Tıpkı telefonunuza uygulama güncellemesi indirir gibi çamaşır ve kurutma makineniz de güncellemelerle değişen yaşam tarzınıza ayak uyduruyor. 

Akıllı deterjan yönetimi: i-Dos ile her yıkamada doğru ölçü 

Makineyi tamamen doldurunca veya tek parça kıyafeti makineye attığınızda ne kadar deterjan koyacağınızı bilemiyor olabilirsiniz. İşte tam bu noktada i-Dos Deterjan Tarama teknolojisi devreye giriyor. Siemens Home Connect üzerinden şişelerin barkodunu okutup su sertliği ve deterjan yoğunluğunu makineye iletiyor, i-Dos ise her yıkamada doğru miktarı otomatik olarak ayarlıyor. Üstelik Siemens Home Connect uygulaması, deterjan seviyesini takip ederek deterjanınız tükenmeden önce size haber veriyor. Tek yapmanız gereken uygulamayı telefonunuza yüklemek ve çamaşır makinenizi uygulamaya bağlamak. 

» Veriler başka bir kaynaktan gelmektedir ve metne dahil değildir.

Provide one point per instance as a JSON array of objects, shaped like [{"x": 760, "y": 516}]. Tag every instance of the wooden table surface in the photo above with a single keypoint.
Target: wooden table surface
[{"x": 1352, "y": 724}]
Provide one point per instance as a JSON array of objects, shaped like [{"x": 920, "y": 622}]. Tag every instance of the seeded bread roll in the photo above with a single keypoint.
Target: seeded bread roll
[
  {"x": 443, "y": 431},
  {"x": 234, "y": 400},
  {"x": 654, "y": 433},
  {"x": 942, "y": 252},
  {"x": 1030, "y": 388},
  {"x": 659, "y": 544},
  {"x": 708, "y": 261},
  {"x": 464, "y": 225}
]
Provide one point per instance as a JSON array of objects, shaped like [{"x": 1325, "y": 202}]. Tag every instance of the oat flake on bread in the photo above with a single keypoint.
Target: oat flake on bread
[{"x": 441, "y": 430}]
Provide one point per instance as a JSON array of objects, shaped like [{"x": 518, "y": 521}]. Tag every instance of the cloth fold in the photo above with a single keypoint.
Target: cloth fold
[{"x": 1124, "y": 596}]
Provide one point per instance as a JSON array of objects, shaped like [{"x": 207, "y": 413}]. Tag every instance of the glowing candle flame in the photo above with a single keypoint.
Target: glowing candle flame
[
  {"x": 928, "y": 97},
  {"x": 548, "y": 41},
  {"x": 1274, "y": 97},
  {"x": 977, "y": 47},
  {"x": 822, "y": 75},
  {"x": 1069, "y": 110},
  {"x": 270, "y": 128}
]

stainRemoval teknolojisi: Zorlu lekelerle inatlaşmayı unutun 

Çay, yağ, makyaj, çikolata lekeleri… Gün içinde fark etmeden üzerinize bulaşan lekeler artık kâbus olmaktan çıkıyor. Siemens iQ500 çamaşır makinesi ile stainRemoval teknolojisi devreye giriyor. Tek bir dokunuşla çay, yağ, kozmetik veya günlük hayatta karşılaştığınız diğer zor lekeler için özel programları aktif edebilirsiniz. 

Siemens Home Connect uygulaması sayesinde daha fazla leke türünü ve bunlar için geliştirilmiş özel programları keşfetmek de mümkün. Yani sadece “lekeyi çıkar” demekle kalmıyor, sizin için en doğru yıkama programını da otomatik olarak öneriyor. Böylece hem lekelerle uğraşmak zorunda kalmıyor hem de giysilerinizin ömrünü koruyorsunuz. 

Artık çocuğunuza yemek yedirirken dökülen yemek lekeleri, kahve kazaları ya da mutfakta sıçrayan yağ lekeleri sizi endişelendirmiyor. stainRemoval, günlük hayatın getirdiği küçük sürprizlere karşı en güvenilir yardımcınız oluyor. 

Siemens iQ500 çamaşır ve kurutma makineleri, artık sadece kıyafetlerinizi temizleyen makineler değil; size zaman, konfor ve güven veren akıllı iş ortaklarınızdır. Ütüye harcadığınız vakti kendinize ayırın, lekelerle uğraşmayı unutun ve teknolojinin yaşam alanınıza uyumunun keyfini yaşayın.

*Bu yazı Siemens’in katkılarıyla hazırlanmıştır.